Wall Street
advanced Wednesday after a better-than-expected report on consumer
prices tempered some of the market's concerns about inflation.
The Labor Department's
report that consumer prices advanced 0.2 percent in April after rising
0.3 percent in March seemed to alleviate investors' worries that the
recent surge in energy costs would force prices throughout the economy
to spike higher. The moderation in prices comes despite the largest
jump in food prices in 18 years.
Wall Street has been concerned that higher food and energy costs are
cutting into consumers' ability to spend. Any pullback is an unnerving
prospect for investors because consumer spending accounts for more than
two-thirds of U.S. economic activity.
Marc Pado, U.S. market strategist for Cantor Fitzgerald,
said the tame consumer prices reading, along with recent figures on
productivity, indicate that businesses are swallowing some of the
rising costs they face and not passing all of them to consumers.
"You have higher input costs but you're getting more out of your
workers so therefore you're able to control your output costs," he
said. "The economy is lean and mean and doing well even though on the
demand side it's slumping."
The Dow rose 66.20, or 0.51 percent, to 12,898.38. A late sell-off
in technology stocks caused the market to pare its gains, with the blue
chip index at times up more than 150 points.
Broader stock indicators also advanced. The Standard & Poor's 500 index rose 5.62, or 0.40 percent, to 1,408.66. The Nasdaq composite index rose 1.58, or 0.06 percent, to 2,496.70.
Light, sweet crude oil fell $1.58 to settle at $124.22 a barrel on the New York Mercantile Exchange.
Bond prices ticked lower as stocks advanced. The yield on the
benchmark 10-year Treasury note, which moves opposite its price, fell
to 3.92 percent from 3.94 percent late Tuesday.
The dollar was mixed against other major currencies, while gold prices fell.
Though Wednesday's data was comforting and major indexes are approaching their highs of the month, that doesn't mean Wall Street
has conquered its problems and is set for a rebound from months of
turmoil. Analysts warn that examining stocks by sector shows that one
in particular is still being left behind — financials.
Steve Goldman, chief market strategist
at Weeden & Co., said he remains troubled about the financial
industry's underperformance amid lingering worries that the credit
crisis is still not over. He said that sector has been pulled higher by
the market's recent overall rise, but isn't taking the leadership
position needed to lead a bona fide rally.
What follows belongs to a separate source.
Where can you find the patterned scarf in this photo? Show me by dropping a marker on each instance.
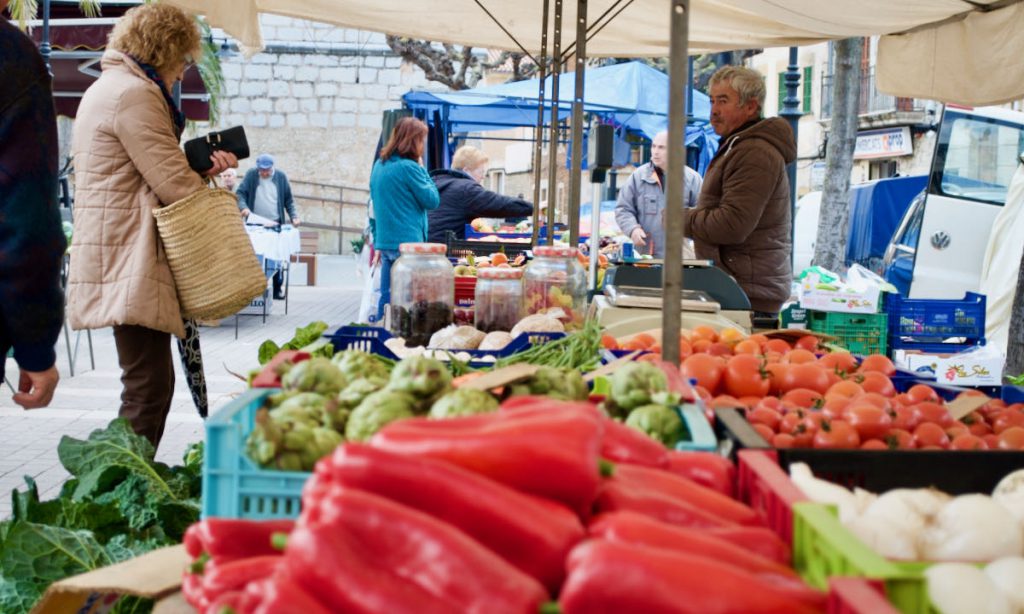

"They tend to outperform the S&P by a 50 percent margin, but
we're not seeing that at all," he said of financials. "This has been a
nice rally, but for those of us that are bullish about the market,
we're going to need to see them outperform in order to feel comfortable
going long."
Concerns that major investment banks and retail banks have more
write-downs in coming quarters has put pressure on their stock prices.
For instance, Lehman Brothers Holdings Inc. is down about 8.5 percent from its highs this month, while the S&P is down by only 1 percent.
"They led us into the crisis, but they're not yet leading us out of it," he said. "That's what needs to happen."
On Tuesday, leadership went to technology stocks — with the Nasdaq
at one point up 1.3 percent. However, investors collected profits
during the last hour of trading and sent big tech names sharply lower. Apple Inc. fell $3.70, or 2 percent, to $182.26, after trading as high as $192.24 during the session.
In corporate news, Macy's Inc.
reported it lost $59 million in the first quarter because of weaker
sales and costs tied to combining businesses. But the results topped Wall Street's expectations and the stock rose 87 cents, or 3.6 percent, to $24.93.
Deere & Co. said its fiscal second-quarter profit
rose 22 percent as higher crop prices drove global demand for its farm
equipment. But the company said rising costs of raw materials could eat
into its profits in the coming months. Deere fell $8.94, or 9.9
percent, to $81.25.
Jack in the Box Inc.
fell $2.90, or 9.9 percent, to $24.87 after the fast food chain said
sales at restaurants open at least a year fell short of forecasts for
the fiscal second quarter. The company lowered its sales target for the
third quarter.
Advancing issues outnumbered decliners by more than 3 to 2 on the New York Stock Exchange, where consolidated volume came to 3.86 billion shares, which is about even with Tuesday.
The Russell 2000 index of smaller companies fell 0.78, or 0.11 percent, to 736.07.
Overseas, Japan's Nikkei stock average rose 1.18 percent. In afternoon trading, Britain's FTSE 100 rose 0.07 percent, Germany's DAX index rose 0.33 percent, and France's CAC-40 advanced 1.13 percent.